Our study does have some limitations. The small sample size of the models (n = 108) was alleviated in training by use of 10 fold cross validation. However, the use of a single hold-out testing set may limit the estimate of model performance as variance may be increased. Our negative findings regarding prediction by genetic and gene expression data may be explained by a small sample size, as it is possible that genetic polygenic risk scores may be more powerful in larger samples. In addition, the best performing clinical model had a larger sample size, and therefore more power to detect the effect of clinical variables. This difference in power could account for the marginally improved performance of the larger clinical model compared to the equivalent model in the smaller dataset. BMI PRS was not selected as an important feature in the models above which indicates that an accurate measure of BMI is currently more useful than a genetic score or expression profile. Additionally, the use of blood tissue in this study may have been a poor representation of the obesity phenotype under investigation, as other studies have investigated adipose tissue directly.
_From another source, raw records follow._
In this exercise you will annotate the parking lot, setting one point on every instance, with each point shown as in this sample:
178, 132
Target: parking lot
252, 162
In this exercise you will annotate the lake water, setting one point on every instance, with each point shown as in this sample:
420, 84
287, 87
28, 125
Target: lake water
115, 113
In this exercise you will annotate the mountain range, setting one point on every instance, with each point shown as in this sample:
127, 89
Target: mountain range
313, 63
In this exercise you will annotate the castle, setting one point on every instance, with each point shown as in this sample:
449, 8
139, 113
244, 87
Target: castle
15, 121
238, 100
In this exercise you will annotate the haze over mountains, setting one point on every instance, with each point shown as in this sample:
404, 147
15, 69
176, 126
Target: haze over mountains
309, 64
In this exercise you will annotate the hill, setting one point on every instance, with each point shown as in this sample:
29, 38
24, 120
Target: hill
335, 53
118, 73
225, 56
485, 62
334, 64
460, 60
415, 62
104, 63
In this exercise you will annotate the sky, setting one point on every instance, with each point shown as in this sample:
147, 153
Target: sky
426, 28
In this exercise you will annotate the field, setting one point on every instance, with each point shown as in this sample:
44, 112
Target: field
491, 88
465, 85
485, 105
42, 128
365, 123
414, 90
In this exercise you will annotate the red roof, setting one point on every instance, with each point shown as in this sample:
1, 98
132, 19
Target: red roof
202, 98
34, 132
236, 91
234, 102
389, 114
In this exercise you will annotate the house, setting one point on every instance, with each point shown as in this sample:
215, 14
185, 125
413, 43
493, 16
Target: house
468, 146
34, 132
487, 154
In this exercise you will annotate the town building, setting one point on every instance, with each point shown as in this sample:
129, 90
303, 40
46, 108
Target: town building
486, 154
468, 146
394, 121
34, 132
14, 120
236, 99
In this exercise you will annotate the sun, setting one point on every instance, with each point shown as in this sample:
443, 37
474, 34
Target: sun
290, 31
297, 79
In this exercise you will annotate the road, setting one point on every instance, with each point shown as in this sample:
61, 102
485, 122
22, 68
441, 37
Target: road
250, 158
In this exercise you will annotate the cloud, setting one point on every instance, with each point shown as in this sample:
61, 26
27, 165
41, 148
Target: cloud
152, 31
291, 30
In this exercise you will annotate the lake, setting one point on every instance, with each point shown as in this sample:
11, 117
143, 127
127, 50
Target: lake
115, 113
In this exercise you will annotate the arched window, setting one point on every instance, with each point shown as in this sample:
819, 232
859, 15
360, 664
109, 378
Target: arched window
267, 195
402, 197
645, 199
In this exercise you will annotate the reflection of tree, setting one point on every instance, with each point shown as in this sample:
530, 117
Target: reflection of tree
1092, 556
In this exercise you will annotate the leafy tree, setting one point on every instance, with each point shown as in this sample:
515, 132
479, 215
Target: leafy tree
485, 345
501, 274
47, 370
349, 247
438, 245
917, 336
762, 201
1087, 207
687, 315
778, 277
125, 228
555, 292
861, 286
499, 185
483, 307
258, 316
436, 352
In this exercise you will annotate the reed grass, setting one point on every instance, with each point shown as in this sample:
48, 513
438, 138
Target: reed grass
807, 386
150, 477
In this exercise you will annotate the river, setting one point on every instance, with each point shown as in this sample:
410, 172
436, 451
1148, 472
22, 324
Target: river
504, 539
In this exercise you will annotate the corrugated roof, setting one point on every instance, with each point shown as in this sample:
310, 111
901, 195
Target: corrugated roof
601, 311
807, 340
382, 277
The use of internal validation to address model over-fitting was necessary given the limitations of the data, but is not a gold-standard approach. The sample originates from south London, which is uniquely ethnically diverse compared to other areas of the United Kingdom. This could have particularly impacted the utility of the polygenic risk scores, as schizophrenia polygenic risk scores have been shown to be most effective in discriminating case-control status in European ancestries67. Urban and rural populations may also differ in external factors that influence BMI and psychiatric health, such as diet, availability of convenience foods and density of population. This could limit generalisation of the model outside of London. Treatment intervention is cost effective in the general population68, but the psychiatric population may incur additional costs due to non-compliance or psychiatric relapse. Clinicians are also required to balance a patient’s physical health and mental health needs.

Overall, we find that a large sample size of clinical data is most effective at predicting antipsychotic-induced weight gain. Genetic or expression data do not improve model performance in this cohort. However, genetic PRS from specific large studies of antipsychotic-induced weight gain would be useful and may soon be available. Both classification and regression models are useful and perform well, and choice of which model to use would be influenced by its required application. We are hopeful that this study could be used to inform patients of their individual risk weight gain from their medication and indicate if an alternative treatment or targeted health interventions could be useful.